Mack Trucks Head for the Highway

TORONTO — Four letters. The clue? “Built like a _ _ _ _ truck”.

“Mack” was actually one of the answers in the Toronto Star crossword puzzle Monday February 24 and if that doesn’t prove the bulldog’s hefty presence in the vocational truck market, we don’t know what does.

Now however, the recently appointed president of North American Sales and marketing, Stephen Roy says he plans to push Mack’s Class-8 market share to 10 percent higher or more.

Marketing, support staff and dealers are “fired up” to sell highway trucks, Roy said.

“I’m 50 years old and I plan on doing this for the next 15 years. I think our competitors will start hearing our footsteps,” he said.

Roy said vocational sales, which took a plunge in the recession, are now reviving.

Roy added that 2006 was the last good year in housing and general construction, as well as vocational truck sales, but those are rebounding.

“’06 was the high-water mark and maybe we shouldn’t use it as a comparison. We’re now 50 to 60 percent of where we were in vocational in 2006. I don’t see a slowdown in the next five or six years because there’s so much pent-up demand.”

“I’d like to see the Highway Bill passed because that’s the way to replace the infrastructure, to rebuild America and to sell more trucks,” he said.

Stephen Roy

Slow growth in the economy in some ways is a good thing because customers can plan their trade-in cycles and truck builders can plan their manufacturing, he said. Right now most new trucks are replacing old ones and that’s about how it’ll continue.

“At two, three percent GDP (gross domestic product) growth, we’re just going to see replacement,” Roy said. “When we get to four, five percent GDP growth, then we’ll start seeing expansion.”
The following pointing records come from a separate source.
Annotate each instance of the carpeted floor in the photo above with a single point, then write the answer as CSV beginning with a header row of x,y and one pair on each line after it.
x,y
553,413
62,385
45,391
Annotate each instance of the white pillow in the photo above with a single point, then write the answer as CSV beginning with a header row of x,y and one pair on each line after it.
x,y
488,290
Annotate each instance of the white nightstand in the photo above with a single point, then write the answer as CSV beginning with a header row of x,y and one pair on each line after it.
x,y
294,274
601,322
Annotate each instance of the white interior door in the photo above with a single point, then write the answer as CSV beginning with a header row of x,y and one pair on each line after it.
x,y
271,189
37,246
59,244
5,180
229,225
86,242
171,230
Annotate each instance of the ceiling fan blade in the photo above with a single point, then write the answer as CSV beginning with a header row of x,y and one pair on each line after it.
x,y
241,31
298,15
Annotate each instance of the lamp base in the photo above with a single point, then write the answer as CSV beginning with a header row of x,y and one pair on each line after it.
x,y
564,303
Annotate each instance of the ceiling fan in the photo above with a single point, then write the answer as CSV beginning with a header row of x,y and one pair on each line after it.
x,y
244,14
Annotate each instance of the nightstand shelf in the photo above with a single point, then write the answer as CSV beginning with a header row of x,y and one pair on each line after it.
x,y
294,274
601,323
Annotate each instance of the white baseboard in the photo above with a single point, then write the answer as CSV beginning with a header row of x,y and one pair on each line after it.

Like others in the trucking industry, Roy and his colleagues at Mack believe that the widening of the Panama Canal will send more container traffic to East Coast ports, which bodes well for Mack because it has solid daycab tractor products that have long been used by old-line customers in the East.
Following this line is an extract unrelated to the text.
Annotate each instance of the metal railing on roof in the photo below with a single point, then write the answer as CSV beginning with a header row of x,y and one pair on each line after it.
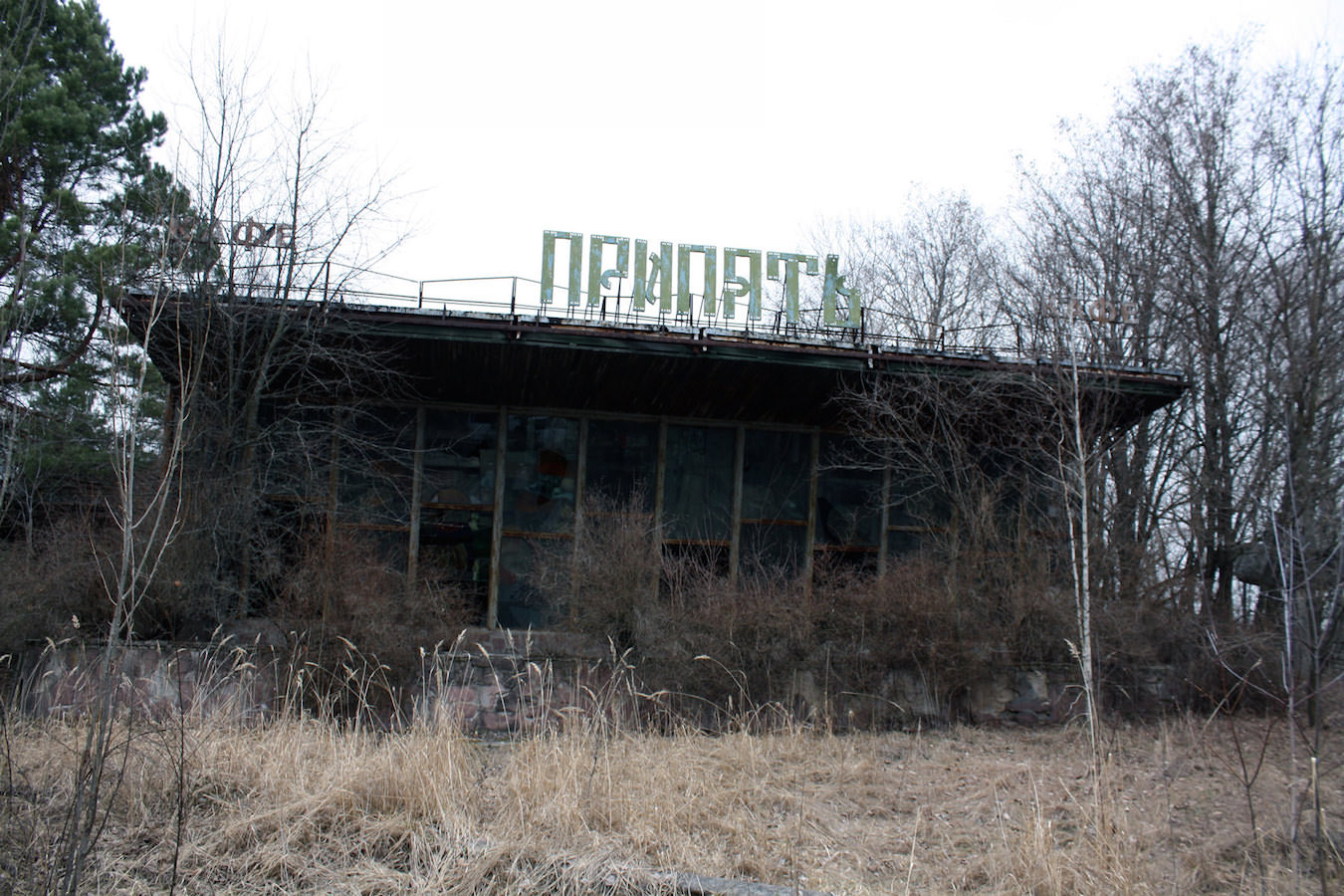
x,y
518,299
And growth in rail-borne intermodal traffic is still minor as a factor in total freight movements.

“Studies I’ve seen say that we’re going to continue to see movement of goods to truck, not rail,” he said. “So I see continued growth in truck sales, not reduction.”

The company estimates industry-wide Class 8 sales this year will be about 250,000 units, up from 230,000 to 235,000 in 2013.